[Editor's Note: Richard J. Koke authored a series of five articles that appeared in Volumes 19 -23 of the OCHS Journal between 1990 and 1994. These articles will be presented in multiple sections over the next few years.]
Finally, A Dreary Blockhouse
Chapter 16: Homeless Canadians
Throughout June , the army was being furloughed and sent home by state units without pay or celebration, and by the end of the month the cantonment was empty of the regiments that had wintered there, and all that was left of the army under Washington's command on the Hudson was the West Point garrison, some light infantry units and four regiments of three-year men formed in two brigades that were marched over Butter Hill into the Point.

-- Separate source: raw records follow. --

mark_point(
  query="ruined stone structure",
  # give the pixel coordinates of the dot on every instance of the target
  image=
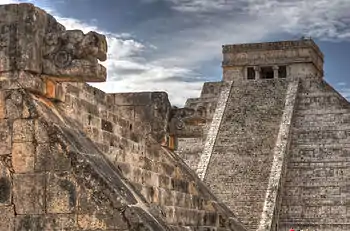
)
(273, 143)
(266, 146)
(74, 158)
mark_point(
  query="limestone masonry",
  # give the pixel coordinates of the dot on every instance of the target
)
(264, 149)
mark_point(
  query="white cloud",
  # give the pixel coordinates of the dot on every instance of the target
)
(323, 19)
(178, 53)
(127, 70)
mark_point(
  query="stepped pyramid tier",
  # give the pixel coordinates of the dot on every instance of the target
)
(274, 142)
(75, 158)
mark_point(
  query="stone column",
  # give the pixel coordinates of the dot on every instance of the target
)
(275, 72)
(257, 72)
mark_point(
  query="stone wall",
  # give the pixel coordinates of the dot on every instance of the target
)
(75, 158)
(161, 178)
(189, 144)
(53, 177)
(240, 165)
(316, 194)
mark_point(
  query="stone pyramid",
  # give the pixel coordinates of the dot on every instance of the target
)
(75, 158)
(273, 139)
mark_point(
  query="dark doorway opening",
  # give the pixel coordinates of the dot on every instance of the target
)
(250, 73)
(282, 72)
(266, 73)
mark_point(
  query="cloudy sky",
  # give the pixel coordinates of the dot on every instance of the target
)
(175, 45)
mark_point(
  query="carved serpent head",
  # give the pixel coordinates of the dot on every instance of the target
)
(73, 54)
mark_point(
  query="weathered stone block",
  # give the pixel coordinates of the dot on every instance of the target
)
(5, 137)
(23, 157)
(23, 130)
(51, 157)
(7, 218)
(5, 186)
(29, 193)
(61, 193)
(41, 132)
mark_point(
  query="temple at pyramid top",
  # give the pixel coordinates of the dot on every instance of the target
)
(260, 61)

Hazen's regiment was also near its end. By June his scattered companies, including the troops at Sidman's bridge, were back at Pompton, and on the ninth Washington informed Hazen that Colonel Walter Stewart was on his way to Pompton for the final muster and was bringing discharges for all men willing to be furloughed. Those who remained, Washington ordered, were to be marched through the Clove to New Windsor with all dispatch and would then receive further orders. He wrote again a couple of weeks later and assured Hazen that every effort would be made to place the regiment on the same footing with respect to pay as the rest of the army. On June 30, Hazen was ordered to arrange his remaining men who had not taken furloughs into two companies, and after these were officered the remaining officers would have a choice, the commander-in-chief said, of either remaining with the army in an unattached state – in other words, in limbo – “or going into the country."
The reduction, however, posed a special and pathetic problem in contrast to other regiments in that the Canadian personnel were now homeless refugees. Men like Duncan could return to Pennsylvania and forget the misery they had gone through, but, with no reciprocal provision in the peace treaty allowing for their return to British Canada, the French Canadians in the regiment suddenly found themselves stateless and stranded in a country they had helped to liberate.
A petition for relief drawn up in French on behalf of the refugees at Fishkill (eighty men and women and six children) was presented to Washington in July by some of Hazen's officers, which the commander-in-chief, retaining a translation for his file, forwarded to Congress with a recommendation that “some provision” was due to those “who are exiled from their native Country and habitations.” He pointed out that they had “left their Country, their friends, their Substance, their all, in support of the Liberties of America; and have followed our fortunes thro’ the various Scenes of distressing Contest untill they find it to have terminated in the happiest manner for all but themselves.” Congress acknowledged the merit of the petition, but did nothing. The small remaining unit of the regiment hung on until November 1783 when it was disbanded at White Plains. In 1784 the State of New York granted the exiles a Refugee Tract for settlement in Clinton County on the American side of the Canadian border in the northern Champlain Valley.